4. If there is no Will
If there seems to be no Will, then the Estate will be processed through intestacy. The deceased’s relatives or friends need to decide who will contact the Probate Office and apply for “letters of administration” which means that probate can begin.
5. Find out the Executor
Whoever has been named Executor of the Will should contact the Probate Office for a Grant of Representation and begin the probate process.
6. Start planning the funeral
If you’re using a funeral director, this person will play a key role in organising the details for you, in accordance with any wishes laid out in the Will. Make sure that they outline all costs up front as you may need to pay them before the Estate is settled.
What will happen to my Facebook page after I die?
Currently, when a person dies, Facebook’s policy states that it will in effect take over that person’s page as soon as the death is reported to the organisation. It blocks the account so that although the page remains, it cannot be added to or amended by anyone else.
Designated individuals are only able to gain access to the relevant Facebook account data (including photographs) if the deceased gave specific written instructions to this effect before they died or if police officials request it.
These restrictions have angered many individuals who are currently campaigning for specific guidelines to be introduced whereby a friend or relative of the deceased is able to act as “social media representative”, taking over and running or closing down their social media accounts including Facebook and Twitter as they see fit. In this way, vital memories in the form of photographs and records of personal thoughts can be preserved, which could help loved ones during this difficult and emotional period. Social media can act as a tool to immortalise those who have left us and as such, these keepsakes should never be lost.
Heir hunters – be your own heir hunter!
Thousands of people have been intrigued by the “Heir Hunters” programme on TV. The idea of identifying potentially valuable, unclaimed Estates and the exciting chase which subsequently takes place as research is carried out to find out if any beneficiaries exists, keeps us spellbound.
But how can you find out whether or not you may be entitled to benefit from an unclaimed Estate?
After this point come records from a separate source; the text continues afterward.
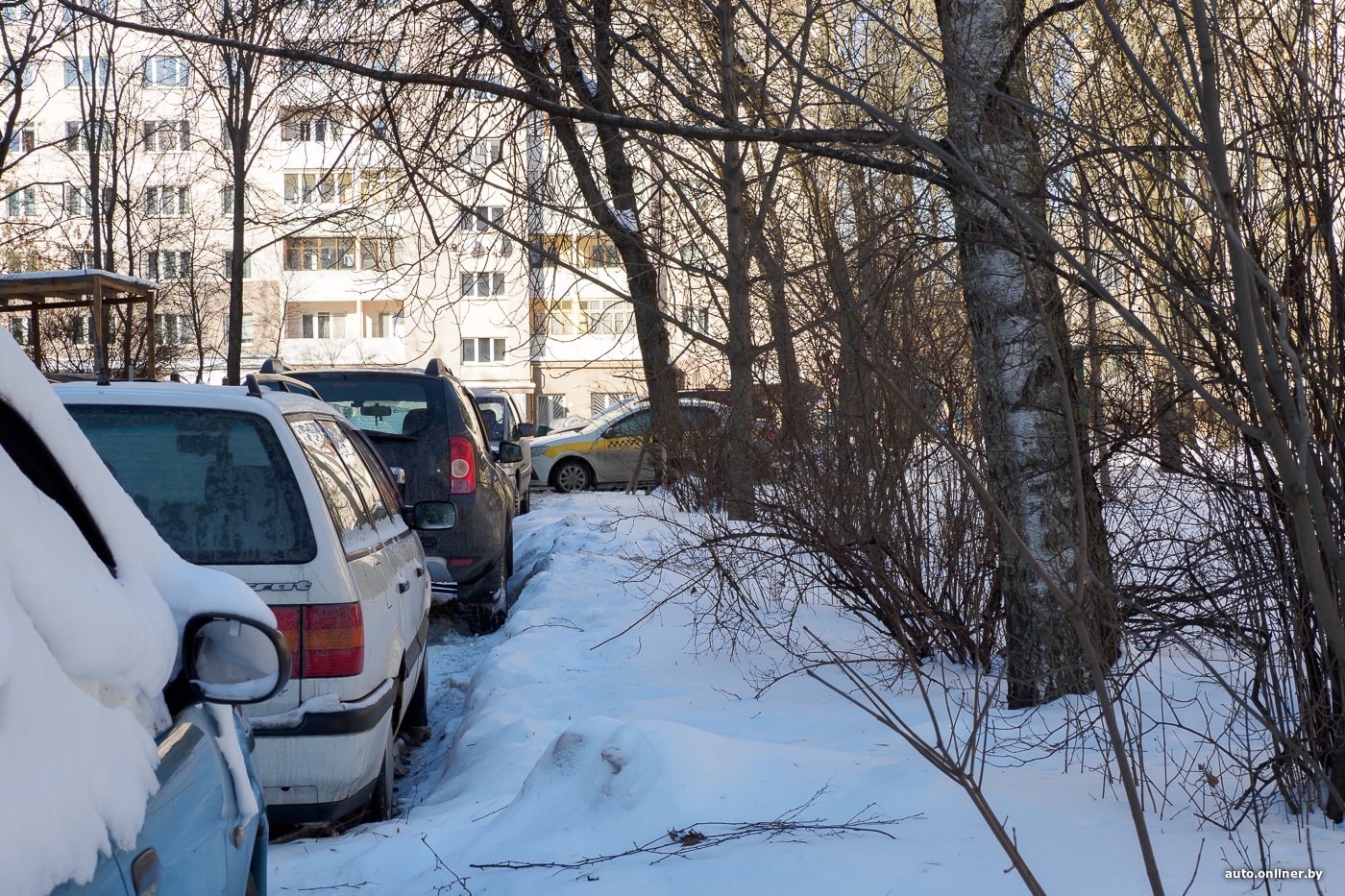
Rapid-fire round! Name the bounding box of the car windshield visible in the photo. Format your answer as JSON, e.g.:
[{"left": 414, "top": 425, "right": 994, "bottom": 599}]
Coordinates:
[
  {"left": 297, "top": 376, "right": 444, "bottom": 436},
  {"left": 68, "top": 403, "right": 317, "bottom": 565}
]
The Unclaimed Estates Register, also known as the Bona Vacantia List, is available from the government’s website and allows you to search by the deceased’s surname, date of death or place of death.
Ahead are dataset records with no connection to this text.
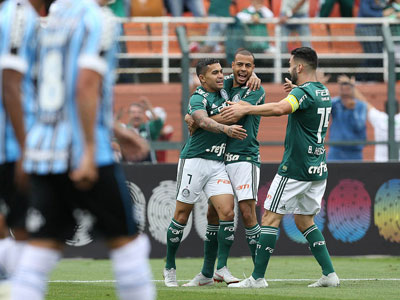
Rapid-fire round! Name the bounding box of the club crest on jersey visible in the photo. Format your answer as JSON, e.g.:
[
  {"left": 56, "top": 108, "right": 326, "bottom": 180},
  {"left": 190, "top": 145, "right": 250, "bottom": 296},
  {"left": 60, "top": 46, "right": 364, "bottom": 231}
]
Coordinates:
[
  {"left": 220, "top": 89, "right": 229, "bottom": 100},
  {"left": 182, "top": 189, "right": 190, "bottom": 198},
  {"left": 232, "top": 94, "right": 241, "bottom": 102}
]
If you find someone on that list to whom you feel you may be related, contact a member of the Heir Hunters Association, who will help you to make a claim on the Estate. In order to do this, you’ll need to have proof of your connection through birth, marriage or death certificates and a diagram showing the family tree.
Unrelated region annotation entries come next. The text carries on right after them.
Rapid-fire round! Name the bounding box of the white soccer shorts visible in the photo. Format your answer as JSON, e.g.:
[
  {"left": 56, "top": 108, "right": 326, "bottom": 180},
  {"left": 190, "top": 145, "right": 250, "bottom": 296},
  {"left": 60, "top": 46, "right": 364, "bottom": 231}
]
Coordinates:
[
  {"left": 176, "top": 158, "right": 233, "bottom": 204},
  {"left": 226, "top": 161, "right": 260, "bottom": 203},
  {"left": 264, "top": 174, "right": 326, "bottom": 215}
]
Most individuals on the Bona Vacantia List have left Estates valued in excess of £500 so it may well be worth your while finding out if anything has been left to you.
Tenancy for life and divorce
If you are living in a house which is to be left to you in part ownership with another person, then be aware that if the other person subsequently heads for the divorce courts this could have an effect on your financial situation, not to mention rendering you potentially homeless.
To ensure that you can continue living in the property should this circumstance arise, ask for a “tenancy for life” clause to be inserted into the current owner’s Will. This means that in the future, even if the other person divorces, any claim made on the property by their ex spouse will be considered invalid.
It is not recommended that you buy the other person’s share of the property for a pre-arranged small sum if they are heading towards divorce. The court would realise why the transaction had taken place and consider it unfair, most likely invalidating the property transfer and taking the property into account during divorce proceedings.